Prezydent Afganistanu Hamid Karzaj oskarżył w piątek USA, że nie współpracują w pełni ze śledztwem dotyczącym zamordowania przez amerykańskiego żołnierza 16 cywilów w afgańskiej prowincji Kandahar. Karzaj podał w wątpliwość, czy sprawca działał w pojedynkę. Na spotkaniu z rodzinami zabitych Afgańczyków szef państwa powiedział, że przedstawiciele USA nie wykazywali gotowości do współpracy z delegacją afgańską wysłaną do zbadania masakry.
Krewni zabitych oceniali podczas spotkania, że strzelać musiała więcej niż jedna osoba. Mówili też, że nie dostali wszystkich informacji, o jakie prosili Amerykanów. Karzaj powiedział dziennikarzom pod koniec rozmów, że tego rodzaju działania i takie zachowanie nie mogą być tolerowane. To trwa za długo - podkreślił. Zapewnił, że zależy mu na dobrych stosunkach z USA, ale - jak ocenił - staje się to coraz trudniejsze. Zaznaczył, że Amerykanie muszą szanować kulturę i prawo Afgańczyków.

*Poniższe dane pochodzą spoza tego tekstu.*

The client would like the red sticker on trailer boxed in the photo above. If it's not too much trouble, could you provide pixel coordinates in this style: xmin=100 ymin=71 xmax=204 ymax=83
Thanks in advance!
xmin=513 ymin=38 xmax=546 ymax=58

38-letni sierżant amerykański w ubiegłą niedzielę otworzył ogień do cywilów w wioskach położonych w pobliżu jego bazy. Zabił dziewięcioro dzieci i siedem dorosłych osób, po czym podpalił zwłoki niektórych ofiar. Niedzielna strzelanina to kolejny już w ostatnim czasie incydent, który kładzie się cieniem na stosunkach między Waszyngtonem a Kabulem. Wywołała powszechnie oburzenie i potępienie, nie tylko w Afganistanie, ale i na całym świecie.